CHAPTER XXII
AT TABLE
THE matter with which we have especially to do just now is the manners of the eater. The table may be simply or elaborately laid, as circumstances and taste dictate. It goes without saying that every housekeeper will have her board as attractive in appearance as possible, and that she will never omit the bowl or vase of flowers from the center of it. If her purse will not allow this decoration in midwinter she may substitute a potted plant or a vase containing a few sprays of English ivy, or wandering-jew.
The men never sit down until the women are seated. Each man draws out for her the chair of the woman who sits next him. Even in the quiet home-life this practise should be observed, and husband or son must always draw from the table the chair in which the wife or mother is to sit, and remain standing until she is seated. The host is seated last. As soon as all are at the table the napkin is unfolded and placed across the knees. It need not be opened wide, unless it is a small breakfast or luncheon serviette.
CARVING THE ROAST
If a man undertakes to carve game or a roast he should learn to do it well and quietly, never sharpening his knife to the annoyance of his guests or rising from his seat for a better “hold.” Many women carve excellently, but as there is a feeling that it is a difficult thing to do, a clever guest who knows his hostess well, will sometimes beg leave to take her place for the performance of this task. When the hostess begins to eat, the others follow her example. All food must be eaten slowly, and, above all, noiselessly. Many a fastidious person has had her enjoyment of her soup spoiled by the audible sipping of it by her vis-à-vis or her next neighbor. The soup should be lifted from the plate by an outward sweep of the spoon, and taken quietly from the side, not the tip, of the spoon. It is bad form to break bread or crackers into the soup, and the plate containing the liquid should never be tipped in order to obtain every drop of the contents.
Fish is not to be touched with the knife. There is reason for this. The cutting of some delicate sea-food with a steel knife affects the flavor of it, and renders it less delicate.
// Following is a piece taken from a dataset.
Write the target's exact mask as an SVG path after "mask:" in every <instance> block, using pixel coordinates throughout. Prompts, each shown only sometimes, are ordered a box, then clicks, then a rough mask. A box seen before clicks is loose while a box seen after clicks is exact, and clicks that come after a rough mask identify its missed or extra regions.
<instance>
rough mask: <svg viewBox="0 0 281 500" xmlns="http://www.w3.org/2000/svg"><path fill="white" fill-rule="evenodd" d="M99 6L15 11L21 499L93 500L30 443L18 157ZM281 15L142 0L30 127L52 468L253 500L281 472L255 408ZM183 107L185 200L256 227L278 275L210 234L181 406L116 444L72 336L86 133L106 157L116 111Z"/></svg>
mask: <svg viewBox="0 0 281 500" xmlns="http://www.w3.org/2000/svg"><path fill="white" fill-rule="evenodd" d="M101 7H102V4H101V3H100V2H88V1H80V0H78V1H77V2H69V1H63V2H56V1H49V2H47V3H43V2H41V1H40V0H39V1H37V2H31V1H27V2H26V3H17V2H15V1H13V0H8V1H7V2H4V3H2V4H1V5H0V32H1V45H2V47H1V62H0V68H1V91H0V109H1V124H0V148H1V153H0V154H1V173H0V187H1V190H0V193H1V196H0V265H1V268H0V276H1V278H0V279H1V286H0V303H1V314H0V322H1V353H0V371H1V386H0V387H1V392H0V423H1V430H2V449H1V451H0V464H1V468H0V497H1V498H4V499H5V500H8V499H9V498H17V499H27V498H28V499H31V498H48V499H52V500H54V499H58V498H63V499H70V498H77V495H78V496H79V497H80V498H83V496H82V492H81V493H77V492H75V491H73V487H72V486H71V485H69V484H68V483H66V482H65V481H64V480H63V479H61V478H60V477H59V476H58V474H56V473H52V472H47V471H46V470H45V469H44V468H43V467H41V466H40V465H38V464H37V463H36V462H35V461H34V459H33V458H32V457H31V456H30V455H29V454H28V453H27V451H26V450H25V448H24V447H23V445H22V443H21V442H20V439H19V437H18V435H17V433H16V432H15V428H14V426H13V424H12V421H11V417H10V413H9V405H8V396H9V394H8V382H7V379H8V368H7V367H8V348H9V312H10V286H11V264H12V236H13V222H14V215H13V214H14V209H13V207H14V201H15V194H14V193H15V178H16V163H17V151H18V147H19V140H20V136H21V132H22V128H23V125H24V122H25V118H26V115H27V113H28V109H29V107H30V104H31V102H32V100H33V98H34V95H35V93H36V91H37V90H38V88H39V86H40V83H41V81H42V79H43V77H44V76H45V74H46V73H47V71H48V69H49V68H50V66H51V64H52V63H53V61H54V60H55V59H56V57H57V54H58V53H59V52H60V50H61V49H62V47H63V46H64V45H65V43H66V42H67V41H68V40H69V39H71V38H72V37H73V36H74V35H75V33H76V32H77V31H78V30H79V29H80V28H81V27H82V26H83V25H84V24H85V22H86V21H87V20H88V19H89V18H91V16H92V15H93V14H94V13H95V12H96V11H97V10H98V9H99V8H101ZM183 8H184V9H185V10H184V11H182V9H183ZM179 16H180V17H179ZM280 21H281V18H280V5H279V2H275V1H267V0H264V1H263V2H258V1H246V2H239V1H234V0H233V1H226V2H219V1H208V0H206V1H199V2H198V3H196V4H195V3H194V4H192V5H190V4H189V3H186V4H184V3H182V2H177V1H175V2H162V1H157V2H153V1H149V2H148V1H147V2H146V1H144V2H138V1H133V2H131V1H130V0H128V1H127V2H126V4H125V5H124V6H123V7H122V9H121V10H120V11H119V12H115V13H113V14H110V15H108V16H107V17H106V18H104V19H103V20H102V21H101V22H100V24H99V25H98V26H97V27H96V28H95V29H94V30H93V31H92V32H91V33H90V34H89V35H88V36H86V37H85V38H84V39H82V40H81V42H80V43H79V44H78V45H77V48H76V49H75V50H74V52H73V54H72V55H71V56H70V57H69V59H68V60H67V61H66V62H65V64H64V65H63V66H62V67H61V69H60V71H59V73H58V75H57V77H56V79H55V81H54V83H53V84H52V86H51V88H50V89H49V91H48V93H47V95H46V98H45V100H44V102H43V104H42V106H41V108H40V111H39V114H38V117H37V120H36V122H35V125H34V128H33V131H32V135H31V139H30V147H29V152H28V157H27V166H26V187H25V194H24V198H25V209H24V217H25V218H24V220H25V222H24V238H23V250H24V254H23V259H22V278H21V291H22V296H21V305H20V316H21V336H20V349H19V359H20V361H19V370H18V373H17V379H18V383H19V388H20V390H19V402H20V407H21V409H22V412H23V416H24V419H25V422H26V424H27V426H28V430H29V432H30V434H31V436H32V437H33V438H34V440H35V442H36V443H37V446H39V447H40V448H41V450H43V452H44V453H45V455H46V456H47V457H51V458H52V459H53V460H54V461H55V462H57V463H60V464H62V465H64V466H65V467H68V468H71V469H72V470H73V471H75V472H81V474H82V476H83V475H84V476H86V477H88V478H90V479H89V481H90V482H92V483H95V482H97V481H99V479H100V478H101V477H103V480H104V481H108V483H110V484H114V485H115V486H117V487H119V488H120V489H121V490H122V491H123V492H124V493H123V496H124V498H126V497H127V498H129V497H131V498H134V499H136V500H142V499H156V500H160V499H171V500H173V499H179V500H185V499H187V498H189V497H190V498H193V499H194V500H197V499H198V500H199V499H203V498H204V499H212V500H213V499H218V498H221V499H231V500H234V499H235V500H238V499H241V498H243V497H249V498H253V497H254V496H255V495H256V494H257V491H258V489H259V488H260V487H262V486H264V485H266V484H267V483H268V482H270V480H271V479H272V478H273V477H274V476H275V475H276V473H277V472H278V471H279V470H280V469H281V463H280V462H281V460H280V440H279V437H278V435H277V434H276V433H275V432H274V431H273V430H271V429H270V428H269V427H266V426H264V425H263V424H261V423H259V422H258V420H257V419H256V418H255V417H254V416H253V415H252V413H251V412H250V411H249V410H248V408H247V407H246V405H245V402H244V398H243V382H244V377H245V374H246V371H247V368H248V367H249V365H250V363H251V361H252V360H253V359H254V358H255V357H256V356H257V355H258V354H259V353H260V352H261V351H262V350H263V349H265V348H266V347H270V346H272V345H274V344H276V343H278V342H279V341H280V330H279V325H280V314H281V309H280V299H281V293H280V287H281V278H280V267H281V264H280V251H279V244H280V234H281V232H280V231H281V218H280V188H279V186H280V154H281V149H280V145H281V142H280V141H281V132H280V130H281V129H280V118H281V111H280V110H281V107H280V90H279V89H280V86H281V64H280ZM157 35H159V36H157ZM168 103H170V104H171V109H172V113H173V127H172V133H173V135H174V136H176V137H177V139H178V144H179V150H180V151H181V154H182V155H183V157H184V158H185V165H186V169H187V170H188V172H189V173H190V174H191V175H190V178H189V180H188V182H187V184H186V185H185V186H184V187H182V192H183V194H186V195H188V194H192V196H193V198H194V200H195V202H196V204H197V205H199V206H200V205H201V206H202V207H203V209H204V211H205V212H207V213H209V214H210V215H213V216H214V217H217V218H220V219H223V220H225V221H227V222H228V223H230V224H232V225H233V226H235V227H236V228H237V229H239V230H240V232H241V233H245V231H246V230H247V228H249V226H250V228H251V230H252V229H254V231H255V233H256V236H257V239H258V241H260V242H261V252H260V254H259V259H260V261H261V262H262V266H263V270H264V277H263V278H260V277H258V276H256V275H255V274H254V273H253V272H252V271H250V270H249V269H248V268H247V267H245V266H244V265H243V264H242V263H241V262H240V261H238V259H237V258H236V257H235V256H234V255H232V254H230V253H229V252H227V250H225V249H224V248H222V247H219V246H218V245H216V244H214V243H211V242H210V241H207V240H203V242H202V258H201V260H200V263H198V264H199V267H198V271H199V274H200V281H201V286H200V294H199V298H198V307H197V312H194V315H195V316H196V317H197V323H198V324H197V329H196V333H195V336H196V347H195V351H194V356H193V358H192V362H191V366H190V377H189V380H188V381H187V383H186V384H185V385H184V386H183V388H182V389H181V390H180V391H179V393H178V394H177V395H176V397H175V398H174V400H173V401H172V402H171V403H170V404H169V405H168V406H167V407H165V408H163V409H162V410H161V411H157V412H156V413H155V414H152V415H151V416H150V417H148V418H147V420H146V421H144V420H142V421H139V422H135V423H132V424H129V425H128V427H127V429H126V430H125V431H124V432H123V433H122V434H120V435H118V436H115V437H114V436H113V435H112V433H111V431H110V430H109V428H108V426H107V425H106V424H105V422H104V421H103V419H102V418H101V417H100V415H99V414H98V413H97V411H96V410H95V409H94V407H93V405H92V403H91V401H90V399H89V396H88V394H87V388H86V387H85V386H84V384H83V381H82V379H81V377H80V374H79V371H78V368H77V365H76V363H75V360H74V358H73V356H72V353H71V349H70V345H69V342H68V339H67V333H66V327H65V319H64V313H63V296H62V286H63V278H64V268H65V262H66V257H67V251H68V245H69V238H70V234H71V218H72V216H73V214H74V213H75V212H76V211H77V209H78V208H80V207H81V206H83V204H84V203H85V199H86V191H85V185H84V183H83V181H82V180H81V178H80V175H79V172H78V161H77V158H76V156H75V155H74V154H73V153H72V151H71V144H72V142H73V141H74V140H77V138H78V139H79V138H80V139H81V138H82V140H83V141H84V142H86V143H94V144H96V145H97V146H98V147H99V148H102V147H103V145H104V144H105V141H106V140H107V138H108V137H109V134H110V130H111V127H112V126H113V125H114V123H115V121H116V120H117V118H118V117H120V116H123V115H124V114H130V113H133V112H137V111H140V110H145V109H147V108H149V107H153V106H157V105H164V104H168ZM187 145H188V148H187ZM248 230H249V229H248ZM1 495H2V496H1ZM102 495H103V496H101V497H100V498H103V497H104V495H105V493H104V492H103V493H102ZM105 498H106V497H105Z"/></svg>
The flesh is so tender that it may be cut with a silver fork, and this is the only implement permitted in its manipulation. The same rule applies to salads, which are never, by the followers of conventionality, touched with the knife. Lettuce is, before serving, broken into bits of a convenient size to be carried to the mouth. If this is not done, the eater should cut it with the side of the fork, or fold each bit over into a convenient size for eating.